Over de opname van geestesgestoorden ontstond herhaaldelijk verschil van mening tussen de regenten en Diaconie. In 1703 werd daarom door de Oudraad bepaald dat bij het Dul- ofte Leprooshuys soude behooren te werden onderhouden alle arme, dolle, kranksinnige ofte sinneloose persoonen die haar soodanig aenstellen ende gedragen dat haar selven ofte haeren evennaasten komen te quetsen, slaan ofte op andere maniere benaedeelen ofte het selve met redenen gevreest wert, soo dat in den borgerlyken omgange niet sonder perykel konnen blyven ende daerom een strickte ofte minder strickte opsluytinge van nooden hebben; dat daarjegens bij de Diaconie behoorde te werden versorgt alle onnosele en sinneloose persoonen die alleen maar opsigt behoeven dat haar eigen selver geen ongeluck mogen toebrengen, ende derhalven geen opsluytinge van nooden hebben ende in een borgers huys konnen werden gealimenteert. *  In 1723 was de financiële toestand zozeer verslechterd dat de regenten van het Dol- en Leprooshuis besloten de bevolking van de drie instellingen te combineren en onder te brengen in het Leprooshuis. Het Dolhuis werd verkocht en is nadien onder andere als pakhuis en atelier gebruikt. Thans is er een jeugdsociëteit in gevestigd.
Het eerste Leprooshuis, door Balen 't zieken-, malacryen-, Lazarus- of Leprooshuys genoemd stond op de Ringdijk van de Grote Waard buiten de Vuilpoort. Het behoorde tot de Sint- Adriaansparochie en bestond mogelijk reeds in 1309. Nadat het gebouw waarin lepralijders en waarschijnlijk ook krankzinnigen waren gehuisvest in 1528 door brand was geteisterd doch weer was hersteld, ging het in de woelige jaren rond 1572 geheel verloren. De bevolking werd nu overgebracht naar de gebouwen van het Heilige geest- en pesthuis ter Grote Kerk staande in de Vriesestraat. Op haar beurt verhuisde deze instelling naar het voormalige Agnietenklooster tussen de Lindengracht en Vest. In de 17e eeuw werden de lepralijders uit het gesticht geweerd en ondergebracht bij particulieren. Het totale aantal verpleegden in het Leprooshuis zelf was gering.

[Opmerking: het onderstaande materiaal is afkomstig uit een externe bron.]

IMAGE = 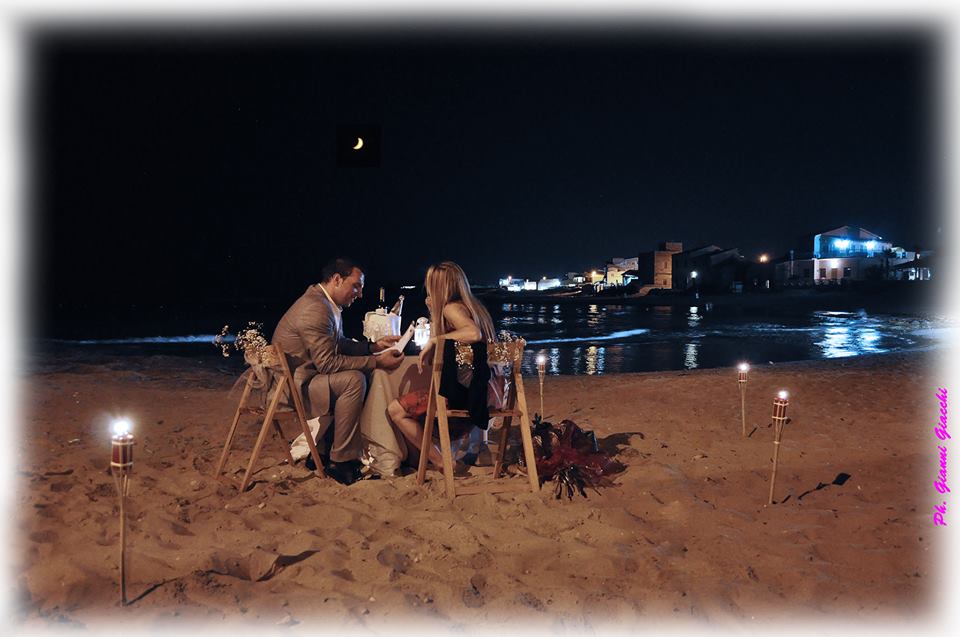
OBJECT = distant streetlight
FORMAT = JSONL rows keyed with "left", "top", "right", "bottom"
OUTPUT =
{"left": 759, "top": 254, "right": 769, "bottom": 263}
{"left": 691, "top": 271, "right": 698, "bottom": 279}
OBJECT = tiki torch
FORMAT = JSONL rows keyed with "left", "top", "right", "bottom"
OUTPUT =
{"left": 536, "top": 354, "right": 546, "bottom": 418}
{"left": 738, "top": 363, "right": 749, "bottom": 437}
{"left": 768, "top": 391, "right": 789, "bottom": 505}
{"left": 110, "top": 418, "right": 134, "bottom": 606}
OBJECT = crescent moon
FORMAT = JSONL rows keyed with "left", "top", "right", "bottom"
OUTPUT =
{"left": 353, "top": 137, "right": 364, "bottom": 150}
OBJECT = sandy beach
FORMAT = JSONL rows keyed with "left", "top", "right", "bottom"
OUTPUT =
{"left": 14, "top": 348, "right": 947, "bottom": 632}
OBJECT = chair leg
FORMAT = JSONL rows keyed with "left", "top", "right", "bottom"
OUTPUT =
{"left": 215, "top": 373, "right": 254, "bottom": 477}
{"left": 240, "top": 377, "right": 286, "bottom": 492}
{"left": 273, "top": 419, "right": 296, "bottom": 466}
{"left": 493, "top": 416, "right": 513, "bottom": 479}
{"left": 301, "top": 416, "right": 326, "bottom": 479}
{"left": 288, "top": 378, "right": 325, "bottom": 478}
{"left": 513, "top": 374, "right": 541, "bottom": 493}
{"left": 416, "top": 386, "right": 437, "bottom": 485}
{"left": 435, "top": 397, "right": 457, "bottom": 500}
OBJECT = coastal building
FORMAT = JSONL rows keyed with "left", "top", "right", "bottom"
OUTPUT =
{"left": 637, "top": 241, "right": 683, "bottom": 290}
{"left": 537, "top": 277, "right": 562, "bottom": 290}
{"left": 813, "top": 226, "right": 891, "bottom": 259}
{"left": 776, "top": 226, "right": 920, "bottom": 285}
{"left": 604, "top": 257, "right": 640, "bottom": 286}
{"left": 497, "top": 275, "right": 564, "bottom": 292}
{"left": 890, "top": 255, "right": 934, "bottom": 281}
{"left": 564, "top": 272, "right": 586, "bottom": 286}
{"left": 774, "top": 251, "right": 816, "bottom": 286}
{"left": 672, "top": 245, "right": 743, "bottom": 291}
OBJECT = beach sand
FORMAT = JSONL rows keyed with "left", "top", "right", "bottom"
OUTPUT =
{"left": 14, "top": 349, "right": 946, "bottom": 632}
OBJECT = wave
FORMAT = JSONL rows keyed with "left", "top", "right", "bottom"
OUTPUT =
{"left": 48, "top": 335, "right": 231, "bottom": 345}
{"left": 526, "top": 328, "right": 650, "bottom": 345}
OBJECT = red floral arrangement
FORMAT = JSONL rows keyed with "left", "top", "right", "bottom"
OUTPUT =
{"left": 532, "top": 416, "right": 625, "bottom": 499}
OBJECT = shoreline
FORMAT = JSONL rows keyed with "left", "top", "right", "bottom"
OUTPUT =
{"left": 16, "top": 348, "right": 945, "bottom": 630}
{"left": 479, "top": 284, "right": 941, "bottom": 313}
{"left": 24, "top": 338, "right": 950, "bottom": 383}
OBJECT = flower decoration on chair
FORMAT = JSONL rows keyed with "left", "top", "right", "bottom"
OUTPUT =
{"left": 213, "top": 322, "right": 271, "bottom": 365}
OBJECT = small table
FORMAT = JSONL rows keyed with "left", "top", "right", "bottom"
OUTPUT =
{"left": 359, "top": 355, "right": 430, "bottom": 475}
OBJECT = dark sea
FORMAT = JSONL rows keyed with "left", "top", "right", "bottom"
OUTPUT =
{"left": 32, "top": 296, "right": 953, "bottom": 376}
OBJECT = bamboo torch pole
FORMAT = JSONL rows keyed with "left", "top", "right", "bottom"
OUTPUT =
{"left": 768, "top": 391, "right": 789, "bottom": 505}
{"left": 111, "top": 419, "right": 135, "bottom": 606}
{"left": 536, "top": 354, "right": 546, "bottom": 419}
{"left": 738, "top": 363, "right": 749, "bottom": 437}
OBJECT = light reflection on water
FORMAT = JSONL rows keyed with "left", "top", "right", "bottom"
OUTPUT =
{"left": 813, "top": 313, "right": 889, "bottom": 358}
{"left": 684, "top": 342, "right": 699, "bottom": 369}
{"left": 506, "top": 304, "right": 948, "bottom": 375}
{"left": 581, "top": 345, "right": 607, "bottom": 375}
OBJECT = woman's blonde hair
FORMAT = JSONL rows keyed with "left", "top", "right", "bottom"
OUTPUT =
{"left": 425, "top": 261, "right": 496, "bottom": 341}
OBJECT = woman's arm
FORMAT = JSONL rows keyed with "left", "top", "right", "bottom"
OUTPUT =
{"left": 437, "top": 302, "right": 483, "bottom": 344}
{"left": 416, "top": 302, "right": 483, "bottom": 373}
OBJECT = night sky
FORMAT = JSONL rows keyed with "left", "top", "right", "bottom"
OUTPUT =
{"left": 29, "top": 22, "right": 939, "bottom": 328}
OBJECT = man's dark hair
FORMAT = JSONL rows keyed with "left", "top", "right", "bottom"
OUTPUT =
{"left": 321, "top": 257, "right": 364, "bottom": 283}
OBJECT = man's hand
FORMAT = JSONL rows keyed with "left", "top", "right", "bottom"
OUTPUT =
{"left": 372, "top": 334, "right": 402, "bottom": 353}
{"left": 375, "top": 348, "right": 404, "bottom": 370}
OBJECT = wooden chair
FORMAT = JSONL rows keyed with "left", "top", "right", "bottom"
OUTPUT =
{"left": 416, "top": 337, "right": 540, "bottom": 500}
{"left": 215, "top": 344, "right": 325, "bottom": 491}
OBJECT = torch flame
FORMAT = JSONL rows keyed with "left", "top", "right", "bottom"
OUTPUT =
{"left": 778, "top": 390, "right": 788, "bottom": 400}
{"left": 536, "top": 354, "right": 546, "bottom": 365}
{"left": 112, "top": 419, "right": 132, "bottom": 436}
{"left": 738, "top": 363, "right": 749, "bottom": 372}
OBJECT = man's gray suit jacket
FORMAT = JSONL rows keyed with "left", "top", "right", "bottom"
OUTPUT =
{"left": 272, "top": 284, "right": 376, "bottom": 418}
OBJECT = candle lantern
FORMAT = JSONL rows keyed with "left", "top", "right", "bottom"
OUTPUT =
{"left": 110, "top": 419, "right": 134, "bottom": 605}
{"left": 535, "top": 354, "right": 546, "bottom": 419}
{"left": 737, "top": 363, "right": 749, "bottom": 436}
{"left": 413, "top": 317, "right": 431, "bottom": 349}
{"left": 768, "top": 391, "right": 790, "bottom": 505}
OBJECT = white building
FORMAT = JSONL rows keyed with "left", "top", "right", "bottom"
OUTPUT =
{"left": 778, "top": 226, "right": 918, "bottom": 285}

In 1658 werden slechts elf personen verpleegd waarvan acht op kosten van de Diaconie en drie voor rekening van het huis. *  Bij de oprichting van het tucht- en werkhuis in 1670 dreigde de opheffing van het Leprooshuis doch de sluiting werd voortdurend uitgesteld en in 1723 besloot men zelfs tot het omgekeerde. Het Dolhuis en tucht- en werkhuis, beide gevestigd in het voormalige Cellebroedersklooster, werden opgeheven en de bevolking werd overgeplaatst naar het Leprooshuis. De inrichting stond toen bekend als Leproos-, arme gevangenen- en krankzinnighuis, een naam waaruit duidelijk de meervoudige functie blijkt. De merkwaardige combinatie van misdadigers, bejaarden, zieken, krankzinnigen en zwakzinnigen te zamen met de erbarmelijke huisvesting was er de oorzaak van dat in de inrichting meer mensen volkomen krankzinnig werden dan genazen. Weliswaar werd in 1726 een nieuw gebouw opgetrokken doch dit voldeed in geen enkel opzicht aan de minimale eisen.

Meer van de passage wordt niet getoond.